Le directeur général de la STS, Jean-Luc Roberge.

Transport adapté de la STS: «Les activités de groupe, c’est très difficile»

La diminution de l’offre du service adapté de la Société de transport du Saguenay (STS) a sans grande surprise été le sujet chaud de l’assemblée du conseil d’administration de l’organisation, lundi en fin de journée. La STS espère maintenant pouvoir s’asseoir avec les organismes qui représentent les usagers touchés, afin de trouver une solution à ces coupes de services. Elles seraient dues au manque de main-d’œuvre que connaissent les sous-traitants engagés pour offrir ce service.

La semaine dernière, la STS annonçait qu’elle n’avait d’autre choix que de couper dans certains services du transport adapté, les vendredis soirs et les fins de semaine. Il faut toutefois préciser que ce ne sont pas tous les services qui sont amputés, aspect qui n’a peut-être pas été bien expliqué au départ.

En effet, les vendredis soirs, par exemple, plusieurs usagers du transport adapté utilisent le service pour se rendre à une soirée dansante, qui a lieu toutes les semaines, à Chicoutimi. Une centaine de personnes font donc appel au transport en même temps, chose que la STS ne peut plus assumer, en raison d’un manque de chauffeur chez les sous-traitants, comme Intercar, par exemple.

« Auparavant, nous avions six autobus disponibles. Avec le manque de chauffeurs, nous n’avons plus que trois autobus. Lorsqu’il y a des activités de masse comme les discothèques, ce n’est plus possible d’aller chercher tout le monde », a précisé le directeur général de la STS, Jean-Luc Roberge. Initialement, cette explication n’avait pas été divulguée par la STS. « Il y a encore des services les vendredis soirs et les fins de semaine. Mais pour les activités de groupe, c’est très difficile, on n’est plus capable », a ajouté M. Roberge, affirmant vouloir trouver une solution pour redonner le service complet.

C’est pour cette raison qu’il demande aux organismes touchés de rencontrer la direction pour discuter de possibles solutions. « Par exemple, il y a des parents de personnes handicapées qui nous ont demandé s’il y avait d’autres usagers dans leur quartier, parce qu’ils voudraient faire le transport jusqu’à la discothèque les vendredis. Il y a des solutions dans ce genre-là », a indiqué le directeur général, qui admet que la nouvelle a peut-être été mal annoncée et qu’elle a fait mal à certains usagers, qui représentent la clientèle vulnérable de la STS. « Ce n’est vraiment pas de gaieté de cœur que nous avons dû faire ça », a-t-il laissé tomber.
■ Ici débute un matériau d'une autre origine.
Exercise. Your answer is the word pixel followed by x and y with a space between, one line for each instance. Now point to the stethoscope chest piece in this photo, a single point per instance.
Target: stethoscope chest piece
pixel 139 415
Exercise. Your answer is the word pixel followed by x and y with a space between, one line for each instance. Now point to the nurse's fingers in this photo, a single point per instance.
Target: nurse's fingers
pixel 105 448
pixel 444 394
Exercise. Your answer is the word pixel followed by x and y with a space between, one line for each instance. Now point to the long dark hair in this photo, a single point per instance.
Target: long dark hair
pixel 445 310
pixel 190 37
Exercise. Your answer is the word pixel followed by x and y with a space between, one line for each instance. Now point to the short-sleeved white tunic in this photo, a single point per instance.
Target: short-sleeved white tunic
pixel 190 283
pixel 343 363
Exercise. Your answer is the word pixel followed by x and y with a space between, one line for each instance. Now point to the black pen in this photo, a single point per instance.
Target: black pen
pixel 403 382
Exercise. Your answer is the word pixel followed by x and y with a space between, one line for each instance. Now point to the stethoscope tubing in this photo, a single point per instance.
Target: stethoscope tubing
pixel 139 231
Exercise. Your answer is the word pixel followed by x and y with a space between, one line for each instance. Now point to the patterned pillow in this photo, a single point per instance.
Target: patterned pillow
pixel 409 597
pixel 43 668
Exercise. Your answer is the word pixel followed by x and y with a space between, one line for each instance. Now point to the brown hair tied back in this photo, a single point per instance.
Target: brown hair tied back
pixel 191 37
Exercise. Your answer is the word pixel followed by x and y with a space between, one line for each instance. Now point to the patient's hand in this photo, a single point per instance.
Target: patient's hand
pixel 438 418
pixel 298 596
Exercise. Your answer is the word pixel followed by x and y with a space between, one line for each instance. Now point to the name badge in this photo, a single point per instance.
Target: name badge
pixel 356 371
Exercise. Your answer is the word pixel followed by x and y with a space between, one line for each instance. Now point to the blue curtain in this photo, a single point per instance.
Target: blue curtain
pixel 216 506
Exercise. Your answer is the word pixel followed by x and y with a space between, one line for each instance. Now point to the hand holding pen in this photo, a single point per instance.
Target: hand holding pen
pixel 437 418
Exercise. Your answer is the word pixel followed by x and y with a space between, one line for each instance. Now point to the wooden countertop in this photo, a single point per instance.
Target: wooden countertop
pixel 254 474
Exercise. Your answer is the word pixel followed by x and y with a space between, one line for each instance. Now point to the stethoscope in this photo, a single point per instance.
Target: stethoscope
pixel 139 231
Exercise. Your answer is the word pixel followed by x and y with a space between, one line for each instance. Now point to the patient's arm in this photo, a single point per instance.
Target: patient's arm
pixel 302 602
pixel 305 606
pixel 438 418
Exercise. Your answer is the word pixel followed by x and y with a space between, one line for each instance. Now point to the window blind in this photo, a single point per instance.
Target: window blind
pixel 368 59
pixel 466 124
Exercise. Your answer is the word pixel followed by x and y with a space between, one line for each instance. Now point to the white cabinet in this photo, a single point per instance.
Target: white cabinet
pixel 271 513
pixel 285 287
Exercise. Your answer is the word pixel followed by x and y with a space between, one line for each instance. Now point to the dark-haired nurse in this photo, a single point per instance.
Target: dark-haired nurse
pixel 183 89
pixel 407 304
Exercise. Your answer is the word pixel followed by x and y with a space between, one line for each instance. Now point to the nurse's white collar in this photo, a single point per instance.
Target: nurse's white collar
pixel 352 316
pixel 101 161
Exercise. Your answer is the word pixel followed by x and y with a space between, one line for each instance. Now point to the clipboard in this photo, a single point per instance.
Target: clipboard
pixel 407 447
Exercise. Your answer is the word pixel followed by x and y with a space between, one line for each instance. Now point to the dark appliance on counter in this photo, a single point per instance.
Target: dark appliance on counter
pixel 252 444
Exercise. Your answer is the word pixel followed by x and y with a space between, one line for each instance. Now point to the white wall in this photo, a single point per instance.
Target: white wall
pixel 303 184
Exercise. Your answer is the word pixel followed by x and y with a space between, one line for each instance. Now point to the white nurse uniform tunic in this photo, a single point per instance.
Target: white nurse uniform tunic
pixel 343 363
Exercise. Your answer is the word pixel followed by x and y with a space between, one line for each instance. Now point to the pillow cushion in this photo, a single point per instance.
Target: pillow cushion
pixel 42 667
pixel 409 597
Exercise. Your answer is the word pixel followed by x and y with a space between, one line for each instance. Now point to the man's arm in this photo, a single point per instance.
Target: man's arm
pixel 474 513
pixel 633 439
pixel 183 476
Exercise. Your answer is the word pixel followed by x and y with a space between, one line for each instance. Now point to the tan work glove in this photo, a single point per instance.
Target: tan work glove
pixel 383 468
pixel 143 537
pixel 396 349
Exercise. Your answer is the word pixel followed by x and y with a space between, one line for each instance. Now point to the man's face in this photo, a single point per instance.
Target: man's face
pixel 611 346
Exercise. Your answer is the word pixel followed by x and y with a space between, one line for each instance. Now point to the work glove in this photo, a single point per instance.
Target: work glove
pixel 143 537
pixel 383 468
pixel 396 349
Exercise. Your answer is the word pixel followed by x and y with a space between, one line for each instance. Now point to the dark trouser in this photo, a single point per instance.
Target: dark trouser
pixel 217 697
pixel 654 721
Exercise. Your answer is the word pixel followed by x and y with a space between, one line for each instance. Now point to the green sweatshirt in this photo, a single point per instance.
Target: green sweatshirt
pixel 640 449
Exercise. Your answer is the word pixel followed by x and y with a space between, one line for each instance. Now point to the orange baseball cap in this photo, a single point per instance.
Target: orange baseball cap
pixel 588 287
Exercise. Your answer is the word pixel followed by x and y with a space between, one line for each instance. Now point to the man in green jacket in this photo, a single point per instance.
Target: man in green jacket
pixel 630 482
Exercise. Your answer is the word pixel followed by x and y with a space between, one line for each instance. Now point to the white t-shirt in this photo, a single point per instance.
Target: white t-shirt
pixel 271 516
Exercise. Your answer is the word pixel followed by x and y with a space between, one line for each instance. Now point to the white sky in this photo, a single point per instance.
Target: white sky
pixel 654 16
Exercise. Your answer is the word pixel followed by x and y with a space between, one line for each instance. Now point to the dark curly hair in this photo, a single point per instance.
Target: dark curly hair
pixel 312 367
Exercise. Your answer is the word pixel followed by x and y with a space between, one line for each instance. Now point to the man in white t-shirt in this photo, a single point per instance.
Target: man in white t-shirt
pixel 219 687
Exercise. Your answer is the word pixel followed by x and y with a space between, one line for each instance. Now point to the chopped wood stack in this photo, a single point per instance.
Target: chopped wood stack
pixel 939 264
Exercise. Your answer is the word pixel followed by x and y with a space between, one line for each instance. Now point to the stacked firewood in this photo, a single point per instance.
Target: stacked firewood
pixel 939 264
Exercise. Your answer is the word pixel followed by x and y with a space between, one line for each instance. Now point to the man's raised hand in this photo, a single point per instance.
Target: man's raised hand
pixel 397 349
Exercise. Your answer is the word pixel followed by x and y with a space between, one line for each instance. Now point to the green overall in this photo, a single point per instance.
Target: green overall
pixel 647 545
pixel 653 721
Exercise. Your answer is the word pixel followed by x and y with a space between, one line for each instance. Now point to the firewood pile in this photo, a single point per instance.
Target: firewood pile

À la question de savoir pourquoi la STS ne coupe pas plutôt dans les services réguliers, puisque certains autobus sont souvent vides durant la journée, Jean-Luc Roberge a affirmé que ce n’était pas possible, puisque le service de transport adapté est donné à contrat à d’autres transporteurs, comme Intercar.

D’ailleurs, à ce propos, des chauffeurs de la STS se sont présentés à la séance, lundi, afin de demander à la direction de ramener ce service à même l’organisation. À cette revendication, le directeur général a affirmé ne pas pouvoir répondre présentement, mais « que l’intégration du service allait être étudiée ».

Martine Lafond, qui siège sur le CA de la STS à titre de représentante des usagers du transport adapté, a affirmé qu’il était temps qu’une réflexion soit amorcée afin que les usagers ne soient pas punis.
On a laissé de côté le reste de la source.